The import rule between them is one-directional: integrations must never import tools (or surfaces), so a vendor client never depends on the agent layer and stays reusable on its own. The reverse edge is allowed and common — a tool reaches an integration’s client for external data — so integrations effectively sits one step below tools in the dependency graph. Do not reintroduce top-level vendors/ or services/ packages — external-system code belongs in integrations/, agent-callable code in tools/.

Tier 3 — core and platform

The shared runtime and cross-cutting services the capability layer is built on.
  • core/ — the provider-agnostic agent runtime: the think → call tools → observe loop (core.agent.Agent), context assembly and budget enforcement (core/context, core/context_budget.py), the tool framework primitives (core/tool_framework), shared LLM clients (core/llm), agent-harness session handling (core/agent_harness), and pure domain rules (core/domain).
  • platform/ — cross-cutting services with no investigation logic of their own: guardrails, masking, sandbox, analytics, auth, notifications, observability, scheduler, and deployment. It deliberately shadows the stdlib platform name and re-exposes it, so import platform still works.
These two are the one bidirectional pair by design: core reaches platform for guardrails, masking, observability, and evidence/log compaction, while platform reaches back into core for the shared state and session types (core.context.state, core.agent_harness.session). Splitting them into separate tiers would forbid that edge, so they share a tier as siblings.

Tier 4 — config

The floor: shared constants, prompts, UI theme, and the web app entrypoint (config/webapp.py). Everything above may read from config, but config imports no other first-party package — keeping it a leaf means constants can be imported anywhere without dragging runtime along.

Cross-layer flows

Two worked examples showing how control descends the stack and results flow back up. Arrows only ever cross a boundary downward.

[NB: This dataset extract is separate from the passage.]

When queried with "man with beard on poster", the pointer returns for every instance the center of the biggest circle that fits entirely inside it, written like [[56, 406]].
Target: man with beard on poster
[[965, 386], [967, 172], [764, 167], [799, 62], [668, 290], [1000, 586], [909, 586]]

An investigation from the CLI

  1. surfaces/cli parses the command and hands off to the investigation capability in tools/investigation — the surface never runs pipeline logic itself.
  2. tools/investigation drives the six-stage pipeline (see investigation-pipeline-architecture.md), asking core to run the ReAct loop and select/execute tools.
  3. Evidence-gathering tools reach integrations for vendor clients and resolved credentials; core and platform supply the runtime, guardrails, and masking around every call.
  4. The structured diagnosis flows back up to the surface, which owns how it is presented or delivered.

An inbound gateway message

gateway receives a message, resolves session state from its own storage, then composes the same tier-2/tier-3 capability code a surface would — without ever importing surfaces, since the two are independent tier-1 peers.